Everything was so expensive. I would need to renovate, and I didn’t know how I would be able to afford that plus pay the mortgage, let alone put food on the table. But just as I’d found a way to renovate Drum-thwacket, I was determined to find a way to give my daughter a decent home.

Drumthwacket represented destruction, devastation, and betrayal to me now, and I spent as little time there as possible. On the weekends, I went to the beach house. The irony was that I spent more time at the beach after Jim’s announcement than I had during the two and a half years that preceded it. I love the beach and had always dreamed of having a home on the Jersey shore—a coast every bit as beautiful as Cape Cod, the Hamptons, or any other beach on the Atlantic Ocean. In my opinion, the beach house was the best perk of being First Lady. It was a spectacularly lovely spot on a pristine beach—nothing but dunes, beach grass, and the lulling sound of the waves. Because Jim never made time to share it with us, I often stayed home on the weekends or went with him to whatever function he had to attend. Had I known that our time would be cut short, I would have taken advantage of that tranquil spot more often.
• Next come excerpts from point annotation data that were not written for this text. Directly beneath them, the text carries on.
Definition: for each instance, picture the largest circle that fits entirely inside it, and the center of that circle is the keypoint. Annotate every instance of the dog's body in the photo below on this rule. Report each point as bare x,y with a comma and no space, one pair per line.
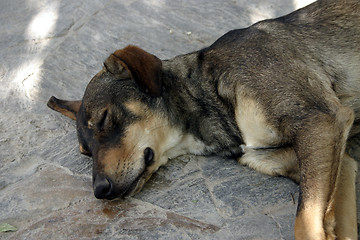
281,95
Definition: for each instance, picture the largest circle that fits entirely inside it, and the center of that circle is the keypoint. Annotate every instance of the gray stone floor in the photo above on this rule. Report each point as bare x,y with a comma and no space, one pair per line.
54,47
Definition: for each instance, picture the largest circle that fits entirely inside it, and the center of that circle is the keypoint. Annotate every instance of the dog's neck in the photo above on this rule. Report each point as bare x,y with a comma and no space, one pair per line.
193,104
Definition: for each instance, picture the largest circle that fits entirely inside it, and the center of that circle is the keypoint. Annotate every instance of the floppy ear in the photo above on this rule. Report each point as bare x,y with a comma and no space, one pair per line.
143,67
67,108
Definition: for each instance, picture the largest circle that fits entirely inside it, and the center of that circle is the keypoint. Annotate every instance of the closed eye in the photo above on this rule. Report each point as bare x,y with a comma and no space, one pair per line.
101,124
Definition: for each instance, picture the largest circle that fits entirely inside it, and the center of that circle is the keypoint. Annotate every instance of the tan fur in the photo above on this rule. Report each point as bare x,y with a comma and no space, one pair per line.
255,129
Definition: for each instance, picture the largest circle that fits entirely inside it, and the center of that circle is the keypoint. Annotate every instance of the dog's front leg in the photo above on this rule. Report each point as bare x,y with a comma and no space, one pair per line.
320,145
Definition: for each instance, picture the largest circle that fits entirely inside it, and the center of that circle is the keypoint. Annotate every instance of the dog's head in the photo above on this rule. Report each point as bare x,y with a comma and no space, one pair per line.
119,124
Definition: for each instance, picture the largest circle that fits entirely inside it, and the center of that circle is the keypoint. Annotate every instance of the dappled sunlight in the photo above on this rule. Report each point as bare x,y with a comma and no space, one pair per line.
44,22
28,74
28,77
302,3
259,14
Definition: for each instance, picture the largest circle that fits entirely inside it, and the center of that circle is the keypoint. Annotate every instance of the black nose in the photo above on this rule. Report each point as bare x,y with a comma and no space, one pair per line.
103,188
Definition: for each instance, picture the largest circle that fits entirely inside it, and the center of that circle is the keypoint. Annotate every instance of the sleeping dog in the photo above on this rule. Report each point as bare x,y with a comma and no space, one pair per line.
281,96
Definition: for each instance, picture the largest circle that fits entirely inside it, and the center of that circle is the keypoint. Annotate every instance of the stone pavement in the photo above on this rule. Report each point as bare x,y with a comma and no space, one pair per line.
54,47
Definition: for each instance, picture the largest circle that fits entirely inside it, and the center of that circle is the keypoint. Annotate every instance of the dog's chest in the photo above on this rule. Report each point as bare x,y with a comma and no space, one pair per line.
252,122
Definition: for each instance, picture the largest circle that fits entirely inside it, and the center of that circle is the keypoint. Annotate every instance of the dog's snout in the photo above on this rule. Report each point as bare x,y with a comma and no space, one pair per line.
103,188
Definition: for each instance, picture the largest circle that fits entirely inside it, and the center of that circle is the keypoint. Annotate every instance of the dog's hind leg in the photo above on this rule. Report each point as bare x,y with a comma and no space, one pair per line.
320,145
345,201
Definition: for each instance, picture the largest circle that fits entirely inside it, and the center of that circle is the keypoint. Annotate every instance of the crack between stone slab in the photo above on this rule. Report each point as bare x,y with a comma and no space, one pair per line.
278,226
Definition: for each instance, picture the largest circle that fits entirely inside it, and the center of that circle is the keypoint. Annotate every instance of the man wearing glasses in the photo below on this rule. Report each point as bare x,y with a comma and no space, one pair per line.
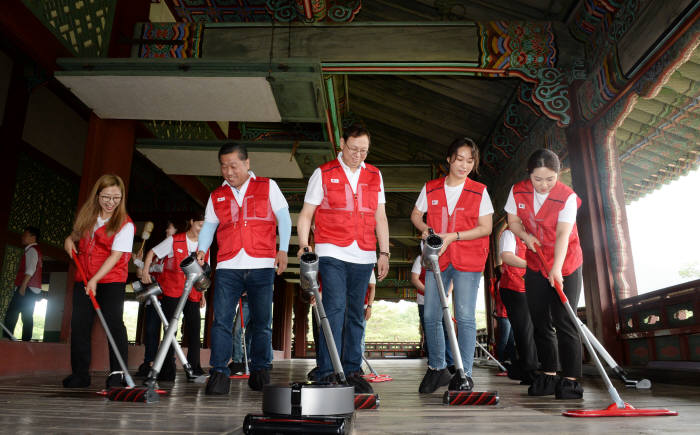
345,197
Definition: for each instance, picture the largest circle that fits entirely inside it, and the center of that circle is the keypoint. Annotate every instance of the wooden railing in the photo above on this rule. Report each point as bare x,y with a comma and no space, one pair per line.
663,325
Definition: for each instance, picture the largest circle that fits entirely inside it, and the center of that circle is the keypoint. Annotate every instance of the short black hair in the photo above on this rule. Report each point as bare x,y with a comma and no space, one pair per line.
234,148
459,143
34,231
543,158
356,130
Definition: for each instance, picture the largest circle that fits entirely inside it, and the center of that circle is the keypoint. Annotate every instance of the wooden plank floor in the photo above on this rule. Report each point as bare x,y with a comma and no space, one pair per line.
39,405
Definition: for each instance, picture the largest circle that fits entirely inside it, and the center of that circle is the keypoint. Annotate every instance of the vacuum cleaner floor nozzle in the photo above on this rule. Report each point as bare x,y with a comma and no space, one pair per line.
462,398
614,411
261,424
366,401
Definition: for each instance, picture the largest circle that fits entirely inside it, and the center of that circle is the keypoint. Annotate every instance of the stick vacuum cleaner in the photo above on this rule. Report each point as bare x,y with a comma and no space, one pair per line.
459,391
307,407
619,408
151,293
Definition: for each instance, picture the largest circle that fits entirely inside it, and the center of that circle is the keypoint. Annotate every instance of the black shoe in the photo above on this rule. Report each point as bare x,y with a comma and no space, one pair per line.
76,381
313,375
258,379
543,385
568,389
144,370
115,379
460,384
361,385
218,383
236,368
167,374
434,379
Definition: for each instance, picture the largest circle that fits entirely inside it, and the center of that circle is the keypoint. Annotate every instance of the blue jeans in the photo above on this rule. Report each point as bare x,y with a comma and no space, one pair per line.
466,286
344,288
229,285
237,350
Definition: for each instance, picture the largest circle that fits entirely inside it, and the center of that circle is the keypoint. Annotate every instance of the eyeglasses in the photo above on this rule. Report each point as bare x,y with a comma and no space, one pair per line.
114,199
352,150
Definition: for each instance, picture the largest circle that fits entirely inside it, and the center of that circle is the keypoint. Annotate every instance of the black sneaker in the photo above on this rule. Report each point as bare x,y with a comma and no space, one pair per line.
543,385
434,379
236,368
218,383
568,389
144,370
361,385
115,379
258,379
313,375
459,384
76,381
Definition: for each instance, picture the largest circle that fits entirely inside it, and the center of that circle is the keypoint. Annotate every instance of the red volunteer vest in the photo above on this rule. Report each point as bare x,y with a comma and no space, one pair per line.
512,278
35,280
344,216
543,225
464,255
172,279
93,251
251,227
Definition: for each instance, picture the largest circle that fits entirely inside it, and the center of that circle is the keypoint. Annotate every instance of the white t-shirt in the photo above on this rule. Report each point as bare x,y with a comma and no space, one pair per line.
165,248
567,214
417,268
314,196
31,260
242,260
452,193
123,240
507,242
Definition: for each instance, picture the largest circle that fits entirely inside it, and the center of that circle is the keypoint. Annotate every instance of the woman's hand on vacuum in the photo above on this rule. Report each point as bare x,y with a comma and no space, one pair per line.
69,246
92,285
200,257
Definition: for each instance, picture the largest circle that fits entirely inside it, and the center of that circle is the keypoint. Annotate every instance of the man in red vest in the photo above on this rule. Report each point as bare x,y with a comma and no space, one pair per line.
244,212
345,198
27,285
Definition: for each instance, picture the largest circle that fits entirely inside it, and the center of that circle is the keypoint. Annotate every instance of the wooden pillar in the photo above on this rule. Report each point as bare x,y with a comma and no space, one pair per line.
301,327
109,149
283,300
601,302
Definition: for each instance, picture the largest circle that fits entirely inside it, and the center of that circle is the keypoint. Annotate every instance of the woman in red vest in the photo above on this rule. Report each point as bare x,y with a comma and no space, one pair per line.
104,235
172,251
542,212
459,210
512,292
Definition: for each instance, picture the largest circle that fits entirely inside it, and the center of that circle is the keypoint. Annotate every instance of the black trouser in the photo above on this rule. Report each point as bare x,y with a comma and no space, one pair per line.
192,322
521,324
565,343
21,305
151,333
110,296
I was determined to take pleasure in it in the time that remained.

My family—including Paul, Elvie, and my nieces, as well as my friends Freddie and Mario, who would later serve as my unofficial construction manager, spent as many August and September weekends as they could at the shore with me. But it wasn’t always the reprieve I hoped for. One weekend in particular, when I was at the shore and Jim was at Drumthwacket, we had a phone conversation in which we were able to broach the subject of the new chapter each of us would be facing in our lives. Aided, perhaps, by the benefit of physical distance, we were able to discuss the future—Jacqueline, getting a house, and even the possibility that we could once again be friends. In spite of my reservations, and perhaps because of my fears, I opened up, confiding in Jim how nervous I was about being able to afford a decent house. I was immensely relieved to hear the kindness in his voice when he said that we’d figure it out together. Maybe
together
we could work out something amicable, and even have something of a friendship. Jim told me that he’d come down the next day—Sunday—and maybe take Jacqueline and her cousins to the zoo.

I went to bed that night feeling better than I had any night since the announcement. But when Jim arrived midafternoon on Sunday, something seemed to have soured in him. He had turned moody and, unaccountably, went straight to the bedroom without any explanation, without even greeting anyone. Jacqueline’s crib was in our bedroom, and she was in there taking a nap. For the next hour, while she slept, he remained in the room with her.

“What’s with him?” Paul asked.

I shrugged. “It would’ve been better if he hadn’t come.” Undoubtedly, he was uncomfortable being there because he felt—correctly—that my family did not feel welcoming toward him. Still, I felt I’d been foolish to let my guard down, however briefly.

Once Jacqueline had awakened from her nap, Jim spent some time, still in the bedroom, playing with her. After about twenty minutes, though, he came out holding her by the hand. “Here’s Mommy,” he said. “Daddy has to go now.” No mention of the zoo. Then he was gone.

Jim and I were getting a divorce, but too often he acted like it was Jacqueline he was divorcing and had to create distance from.

Presumably, the only reason Jim was coming to the shore in the first place was to see Jacqueline, and yet on the rare occasions when he did show up he would usually go to the sunroom by himself and wouldn’t interact with anyone. He often had breakfast or lunch in that room, where he’d read or spend time on the phone. Invariably he’d say that he was tired and just wanted quiet time. I thought he was careless of Jacqueline and rude, especially if my family was visiting. I never treated his family in this manner. Whenever we got together, I always spent the entire visit with them. It hurt me when he treated my family so badly, especially since they had already sacrificed so much to help raise Jacqueline while I helped him advance his political career.